During Greg’s first COA class he found himself in a boat designing a piece of humpback whale migration research using fluke patterns. His frustrations dissipated. Classes weren’t generally in class; there were no textbooks but sets of peer reviewed papers; faculty members weren’t talking at you, but were thinking through problemswith you. Greg said to me, “It felt like a graduate school for undergraduates because it was so problem-focused.”

But what Greg kept hammering on during my interviews was how important the “doing” was. There was a craft involved in his work, not unlike an arborist or blacksmith. Some of that craft is mental, but a lot is kinesthetic—like diving, small engine repair, building, landing a boat, storing specimens, drawing, doing what might in essence be called field work.

Greg’s success comes from his experience as a maker, a doer, a builder of tools, techniques, and thoughts for tackling the challenges that plague our oceans. But it gets lonely on the ocean floor. Greg’s good at what he does also because he recognizes that success in marine conservation depends as much on social science as marine science. He also “does” marine science as social science. Luckily he is as much at home working on the ocean floor as he is working with this man, the president of Kiribati in the Phoenix Islands—who is himself equally adept at fishing with a hand line as he is with running a small island nation. Greg’s skills as a doer and a human ecologist have helped drive the creation of the Phoenix Island Protected Area, which, with an area of 408,250 km2, is the largest marine protected area in the Pacific Ocean and the world’s first deep water, mid-ocean marine protected area.

Fourth and finally, we approach the more nebulous element of our definition, which centers on the cultivation of purpose and value. For this element I used myself as subject matter, because in addition to being COA’s president, I’m also an alumnus from the class of 1992. (I believe strongly that self-deprecation goes a long way in a presentation and if there was ever a self-deprecating photo, this is it.)

My story began as a high school student and as the first kid in my family of Irish immigrants to go to college, it begins with my dad and me making that trip of college visits. We started at Rutgers, the state university of New Jersey, and I didn’t even get out of the car. We went to Princeton – that would have made Dad very proud, but it wasn’t for me. We went to Bowdoin in Maine because we had both heard it had a great outdoors program. It was a beautiful school, but something just wasn’t right.
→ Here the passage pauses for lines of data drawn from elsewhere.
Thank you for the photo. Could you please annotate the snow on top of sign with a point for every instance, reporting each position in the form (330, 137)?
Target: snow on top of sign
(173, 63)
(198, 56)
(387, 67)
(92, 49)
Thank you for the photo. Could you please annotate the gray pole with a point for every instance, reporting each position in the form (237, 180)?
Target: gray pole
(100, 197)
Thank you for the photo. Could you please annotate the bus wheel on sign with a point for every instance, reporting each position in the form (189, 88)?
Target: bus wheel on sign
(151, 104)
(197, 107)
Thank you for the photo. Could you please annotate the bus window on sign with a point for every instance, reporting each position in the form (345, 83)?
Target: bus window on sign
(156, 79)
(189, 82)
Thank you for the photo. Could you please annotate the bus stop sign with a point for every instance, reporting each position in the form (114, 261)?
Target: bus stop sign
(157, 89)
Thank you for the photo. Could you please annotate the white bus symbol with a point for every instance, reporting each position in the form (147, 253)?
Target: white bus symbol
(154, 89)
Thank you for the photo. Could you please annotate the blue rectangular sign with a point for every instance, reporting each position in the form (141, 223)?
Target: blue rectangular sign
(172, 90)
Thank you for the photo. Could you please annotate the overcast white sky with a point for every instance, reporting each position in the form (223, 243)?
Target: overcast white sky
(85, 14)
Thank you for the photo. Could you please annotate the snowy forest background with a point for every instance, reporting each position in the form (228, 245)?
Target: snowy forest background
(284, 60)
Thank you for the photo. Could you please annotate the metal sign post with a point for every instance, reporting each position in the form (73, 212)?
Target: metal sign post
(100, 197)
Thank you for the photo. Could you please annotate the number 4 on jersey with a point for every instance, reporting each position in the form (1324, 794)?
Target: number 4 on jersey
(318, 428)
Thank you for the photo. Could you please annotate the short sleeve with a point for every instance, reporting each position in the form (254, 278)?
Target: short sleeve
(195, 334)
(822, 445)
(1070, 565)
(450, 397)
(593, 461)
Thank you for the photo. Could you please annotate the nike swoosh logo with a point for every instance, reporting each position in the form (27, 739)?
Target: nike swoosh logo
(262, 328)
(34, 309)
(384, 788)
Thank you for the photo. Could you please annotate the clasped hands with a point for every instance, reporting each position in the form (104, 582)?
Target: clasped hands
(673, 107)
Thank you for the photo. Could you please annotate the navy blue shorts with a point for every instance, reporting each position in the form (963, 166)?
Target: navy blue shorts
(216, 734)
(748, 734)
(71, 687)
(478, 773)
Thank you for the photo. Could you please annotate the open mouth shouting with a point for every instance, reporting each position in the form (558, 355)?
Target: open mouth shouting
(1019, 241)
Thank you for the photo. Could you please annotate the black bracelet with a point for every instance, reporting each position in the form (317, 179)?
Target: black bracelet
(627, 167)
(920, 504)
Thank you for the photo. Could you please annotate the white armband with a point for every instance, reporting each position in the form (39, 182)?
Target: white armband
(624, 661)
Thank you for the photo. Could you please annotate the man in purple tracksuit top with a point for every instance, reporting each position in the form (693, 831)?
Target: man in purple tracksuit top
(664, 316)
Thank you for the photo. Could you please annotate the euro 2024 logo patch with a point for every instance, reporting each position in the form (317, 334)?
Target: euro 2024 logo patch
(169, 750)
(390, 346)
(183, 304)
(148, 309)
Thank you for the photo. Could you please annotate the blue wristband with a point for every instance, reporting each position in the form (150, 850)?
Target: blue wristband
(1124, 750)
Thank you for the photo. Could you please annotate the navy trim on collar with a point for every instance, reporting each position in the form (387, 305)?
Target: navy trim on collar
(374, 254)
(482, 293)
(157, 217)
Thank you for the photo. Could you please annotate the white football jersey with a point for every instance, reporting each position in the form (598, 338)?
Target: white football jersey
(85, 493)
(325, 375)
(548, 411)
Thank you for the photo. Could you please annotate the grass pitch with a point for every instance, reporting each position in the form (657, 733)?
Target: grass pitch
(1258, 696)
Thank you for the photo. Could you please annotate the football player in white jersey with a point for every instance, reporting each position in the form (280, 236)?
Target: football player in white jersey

I turned to Dad and said, “There’s this other school I’d really like to see – it’s three hours further up the coast. Can we go?”

I’ll never forget the moment he dropped me off at COA. It was magical. Almost immediately I could tell something was very different about the place. One of the most important differences was that everyone—students, faculty, staff, trustees, wanted to be there at COA; nowhere else. They had their own sense of mission, and a very definite sense of purpose.

It was obvious that students weren’t at COA as a right of passage their parents or peers coaxed them in to. Students arrive at COA predisposed to a certain kind of value- or purpose-driven way of life, but the experience itself cultivates purpose.

I came across a good example of this just before the holidays when I had the chance to take these students and drop them off on an Island 20 kilometers southeast of MDI. They wanted to understand the ecology of offshore islands in winter and were worried about the impacts of offshore wind development. The idea didn’t come from the faculty; it came from them. They were giving up Christmas and New Year’s holidays to do this, and they were excited to brave some serious conditions out there.

Here they are on drop-off day. We tried to hang around, but they were ready for us to get on and leave them to their project.

I received this letter a few days after Christmas from one of the students. It concludes with:

“The adventures we are having have been so enriching, experiential and magical. We are constantly learning new things. I just wanted to say thank you so much. You are such a supportive president and having you excited and involved with our journeys is so wonderful and helpful. It means so much to us.”

I don’t read that to pat myself on the back (although it’s been the proudest moment of my presidency so far), but I read it to demonstrate the degree of thoughtfulness and purposefulness there.

As a human ecologist and president, I’ve discovered my own purpose: first, build on what we do best at COA and second, take what we know really works and inject that human ecological thought and practice elsewhere, in other institutions.

I’ll never forget a discussion I had with a mentor when I first started the job. He asked me about goals and I immediately spoke of the quality of our graduates.

“There are over 4,000 universities in the US and I bet every single one of them has at least a handful of great graduates. Graduates are a given. What else?”

I then told him about this four-part curriculum, but ended with, “Hey, it’s not for everyone.”

He almost jumped out of the phone: “No, no, no!! Never say that. It needs to be for everyone. This curriculum is in fact what as many people as humanly possible need. ”

And he was absolutely right.

So when you look at the current situation in the US, there’s a lot of change unfolding. It’s not an easy environment, but it can be an environment that spawns innovation. We’ve seen a trend toward for-profit institutions and the flowering of massive open online courses, MOOCs. The later are being championed because they are free, not because they are great.

MOOCs may help democratize education, but we are in a heap of trouble if they or for-profit schools become the default for higher education. I feel strongly that if we do our job right here at this conference and beyond and begin to think about human ecology in light of a brand which includes these four elements, that human ecology is a far more robust, useful, and critical tool for the brave new world of higher education than MOOCs.

            How we do that is a much more difficult question. Yes, it will take policy change. And it will take new money. And it might take a completely new educational structure. But at the core it takes people and that’s why I’m at this conference.

When we think and act on one of the conference’s themes “re-inventing the future” one of the ways to re-invent must be through getting these four thematic elements of human ecology inserted into a much higher proportion of colleges and universities. Thank You.